The Pashtun Protection Movement (PTM) renewed its struggle against the extrajudicial killings of Pashtuns, with senior lawyer Latif Afridi being the latest casualty. The central leadership of PTM including PTM Chairman Manzoor Pashtun have been spearheading these efforts, with the support of the family members of missing persons.

Massive military operations were carried out in the Khyber Pakhtunkhwa and former FATA regions in the so-called War on Terror. Almost 80,000 Pashtuns were killed, more than 200,000 houses and markets were demolished, and many Pashtuns were forced to take shelter in camps. According to PTM’s Central Committee for Human Rights and Truth Commission, about 20,000 people from the community have forcibly disappeared, of which around 8,000 have been confirmed by PTM. According to PTM, there are more than 2000 enforced disappearances in Khyber Agency alone, and there have been hundreds of extrajudicial killings. The families of missing persons have taken to multiple platforms including Khyber Pakhtunkhwa Legislative Assembly to intensify efforts for the recovery of missing persons. In every meeting, procession and protest by PTM, there are a large number of relatives of missing persons who participate with the pictures of their loved ones to pressurize the authorities to act.
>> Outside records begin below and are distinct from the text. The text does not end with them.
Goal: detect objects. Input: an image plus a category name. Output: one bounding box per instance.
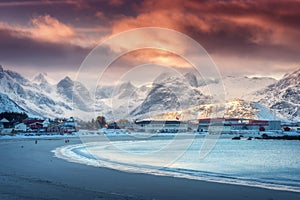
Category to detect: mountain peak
[33,73,48,83]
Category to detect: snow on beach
[0,131,299,200]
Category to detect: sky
[0,0,300,84]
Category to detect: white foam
[53,141,300,192]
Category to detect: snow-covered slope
[200,76,276,101]
[0,66,80,117]
[0,93,26,113]
[0,66,300,120]
[255,69,300,120]
[131,73,211,118]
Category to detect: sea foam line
[52,141,300,193]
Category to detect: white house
[14,123,27,132]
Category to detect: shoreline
[0,137,300,200]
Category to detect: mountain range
[0,65,300,120]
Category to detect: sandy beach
[0,138,300,200]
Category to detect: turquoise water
[58,138,300,192]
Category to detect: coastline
[0,137,300,200]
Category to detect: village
[0,111,300,135]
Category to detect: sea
[53,135,300,192]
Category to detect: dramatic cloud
[0,0,300,79]
[109,0,300,72]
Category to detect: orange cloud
[30,15,78,42]
[106,0,300,71]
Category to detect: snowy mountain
[0,93,26,113]
[131,73,211,118]
[200,76,276,101]
[56,76,93,112]
[0,66,78,117]
[153,99,274,120]
[0,66,300,120]
[255,69,300,120]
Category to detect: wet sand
[0,138,300,200]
Despite the military operations that claimed success in eradicating extremists from KP, there are no signs of a decrease in violence by non-state actors. There are reports that individuals from banned outfits were welcomed back into KP. It has also become clear that there is no distinction between Good Taliban and Bad Taliban.
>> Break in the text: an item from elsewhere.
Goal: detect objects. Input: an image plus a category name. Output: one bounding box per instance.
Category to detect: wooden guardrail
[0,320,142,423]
Former Army Chief and President Pervez Musharraf was accused of handing over 4,000 people to the United States in the name of the War on Terror. A multi-billion dollar military-industrial complex emerged amidst the attempts to disintegrate the Pashtun society. At present, thousands of Pashtun mothers, sons and village elders are protesting for the recovery of their missing kin. Most importantly, they consciously opted for a constitutional path to address their grievance. Pakistan’s Missing Persons Commission has thousands of pending cases in each province but has not done enough work in this regard. There are incidents of harassment of women relatives of missing persons during their appearances before the Commission. A Dawn report in June 2022 reported on Islamabad High Court (IHC) observation “that the missing persons’ commission headed by retired Justice Javed Iqbal has become a liability and failed to justify its existence”.
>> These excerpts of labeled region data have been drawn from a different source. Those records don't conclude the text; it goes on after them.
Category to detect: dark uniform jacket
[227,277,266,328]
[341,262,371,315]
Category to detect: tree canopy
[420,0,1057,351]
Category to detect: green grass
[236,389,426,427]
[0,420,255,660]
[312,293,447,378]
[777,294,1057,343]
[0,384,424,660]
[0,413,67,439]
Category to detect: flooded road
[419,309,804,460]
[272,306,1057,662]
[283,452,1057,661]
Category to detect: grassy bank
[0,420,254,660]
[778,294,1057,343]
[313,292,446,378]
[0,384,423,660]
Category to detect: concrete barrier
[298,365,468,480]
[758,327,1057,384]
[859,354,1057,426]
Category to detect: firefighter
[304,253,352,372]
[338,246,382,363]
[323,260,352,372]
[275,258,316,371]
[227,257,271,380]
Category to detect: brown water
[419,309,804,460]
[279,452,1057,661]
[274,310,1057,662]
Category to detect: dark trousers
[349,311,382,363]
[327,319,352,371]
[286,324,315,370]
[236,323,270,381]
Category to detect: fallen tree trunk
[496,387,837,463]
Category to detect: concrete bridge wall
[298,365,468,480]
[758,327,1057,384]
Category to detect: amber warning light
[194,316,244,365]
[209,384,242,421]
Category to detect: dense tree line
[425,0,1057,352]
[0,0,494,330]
Despite the judiciary’s efforts and directives to act on the grievances of the missing persons, there is a state of fear among the media and civil society in openly discussing the matter. Political parties and Human Rights organizations usually refrain from talking about it except for a few organizations like the PTM or their counterparts in Balochistan. Other international human rights organizations, including the United Nations, are surprisingly silent regarding Pashtun missing persons. The protest camp of the missing persons demanded the recovery of the missing persons. The PTM remains firm on its demand for the formation of a truth commission. Those who killed thousands of Pashtuns should be brought to justice, there should be an impartial investigation into the billions of dollars spent in the name of war against terrorism, the responsibility for the physical, economic and emotional costs incurred by Pashtuns should be accounted for. Tragically, the elements involved in war crimes in the name are far from being held accountable.